DigitMovies' CD contains the complete score, plus some experimental, modernistic cues like "Le prime ombre" and the dissonant "Sospensione prima" that weren't used in the film. Director Griffi actually reuses a few cues (some in successive scenes) between moments of silence or chilling, isolated natural sounds, and the "Frate Bonaventura" cue is also much shorter in the film; the CD contains two versions, including a stunning (9:25) version placed early in the CD's narrative.

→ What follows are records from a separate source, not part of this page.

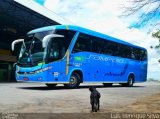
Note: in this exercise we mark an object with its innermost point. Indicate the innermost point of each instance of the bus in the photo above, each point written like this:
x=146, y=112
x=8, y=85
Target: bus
x=70, y=55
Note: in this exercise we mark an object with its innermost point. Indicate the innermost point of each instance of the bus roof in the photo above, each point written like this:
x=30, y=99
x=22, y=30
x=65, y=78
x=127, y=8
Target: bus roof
x=84, y=30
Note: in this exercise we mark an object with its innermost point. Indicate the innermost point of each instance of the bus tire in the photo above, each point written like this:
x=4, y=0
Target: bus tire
x=107, y=84
x=50, y=85
x=74, y=81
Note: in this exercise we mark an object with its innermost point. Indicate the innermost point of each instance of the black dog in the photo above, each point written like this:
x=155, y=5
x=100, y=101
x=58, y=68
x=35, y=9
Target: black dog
x=94, y=99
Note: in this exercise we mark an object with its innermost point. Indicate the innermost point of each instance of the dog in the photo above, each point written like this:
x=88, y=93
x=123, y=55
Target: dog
x=94, y=99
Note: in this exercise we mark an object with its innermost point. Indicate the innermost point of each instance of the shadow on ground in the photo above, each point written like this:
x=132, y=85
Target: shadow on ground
x=80, y=87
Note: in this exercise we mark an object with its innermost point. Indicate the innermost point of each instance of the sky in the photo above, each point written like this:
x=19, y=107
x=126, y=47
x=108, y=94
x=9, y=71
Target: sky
x=105, y=16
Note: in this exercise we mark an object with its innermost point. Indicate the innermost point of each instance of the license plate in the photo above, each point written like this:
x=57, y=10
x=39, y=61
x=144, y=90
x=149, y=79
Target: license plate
x=25, y=79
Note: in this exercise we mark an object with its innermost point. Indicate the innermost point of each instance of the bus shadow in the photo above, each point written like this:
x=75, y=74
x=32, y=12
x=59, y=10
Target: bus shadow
x=43, y=88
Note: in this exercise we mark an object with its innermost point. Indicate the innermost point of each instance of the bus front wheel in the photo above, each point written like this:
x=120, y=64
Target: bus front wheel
x=51, y=85
x=74, y=81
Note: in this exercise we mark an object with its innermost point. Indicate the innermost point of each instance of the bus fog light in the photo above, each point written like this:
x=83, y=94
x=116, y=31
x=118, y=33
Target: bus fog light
x=39, y=78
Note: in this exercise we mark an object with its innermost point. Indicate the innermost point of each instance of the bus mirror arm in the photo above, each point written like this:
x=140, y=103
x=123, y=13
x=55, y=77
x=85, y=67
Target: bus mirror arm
x=14, y=65
x=15, y=42
x=47, y=38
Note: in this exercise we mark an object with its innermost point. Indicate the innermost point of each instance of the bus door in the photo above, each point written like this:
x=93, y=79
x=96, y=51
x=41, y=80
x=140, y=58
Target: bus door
x=56, y=59
x=143, y=65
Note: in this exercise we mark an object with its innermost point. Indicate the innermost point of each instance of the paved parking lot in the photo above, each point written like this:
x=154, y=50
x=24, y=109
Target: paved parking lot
x=36, y=97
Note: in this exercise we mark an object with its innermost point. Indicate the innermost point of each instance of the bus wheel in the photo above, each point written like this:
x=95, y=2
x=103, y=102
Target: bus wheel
x=50, y=85
x=107, y=84
x=74, y=81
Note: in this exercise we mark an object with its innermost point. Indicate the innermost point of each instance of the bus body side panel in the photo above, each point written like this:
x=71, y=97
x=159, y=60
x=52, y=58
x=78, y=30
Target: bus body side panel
x=80, y=61
x=34, y=74
x=57, y=73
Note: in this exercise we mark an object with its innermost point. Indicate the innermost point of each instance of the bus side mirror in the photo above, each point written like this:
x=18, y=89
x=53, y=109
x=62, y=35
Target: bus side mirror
x=15, y=42
x=48, y=37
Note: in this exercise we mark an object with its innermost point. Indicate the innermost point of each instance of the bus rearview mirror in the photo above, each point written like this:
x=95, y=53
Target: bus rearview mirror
x=15, y=42
x=48, y=37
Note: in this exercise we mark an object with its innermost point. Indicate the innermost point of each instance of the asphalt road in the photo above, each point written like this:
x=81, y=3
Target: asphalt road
x=36, y=97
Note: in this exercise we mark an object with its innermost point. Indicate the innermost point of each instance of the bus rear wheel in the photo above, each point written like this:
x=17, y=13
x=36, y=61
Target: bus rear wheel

Previously released as a 45 rpm single LP in Japan, DigitMovies' CD finally makes available one of Morricone's most beautiful scores, mastered from decent source materials in true stereo. Composed in 1971, the score demonstrates the fascinating genres for which the composer was writing wholly different soundtracks, including Pasolini's The Decameron, the crime docu-drama Sacco and Vanzetti, improvised jazz in Enzo Castellari's Cold Eyes of Fear, and the prog-rock/jazz/classical fusions in Dario Argento's Four Flies on Grey Velvet.

Morricone's other scores for director Griffi include the unforgettable Metti una sera a cena / Love Circle (1969), Divina creatura / The Divine Nymph (1976), and La Gabbia / Collector's Item (1985).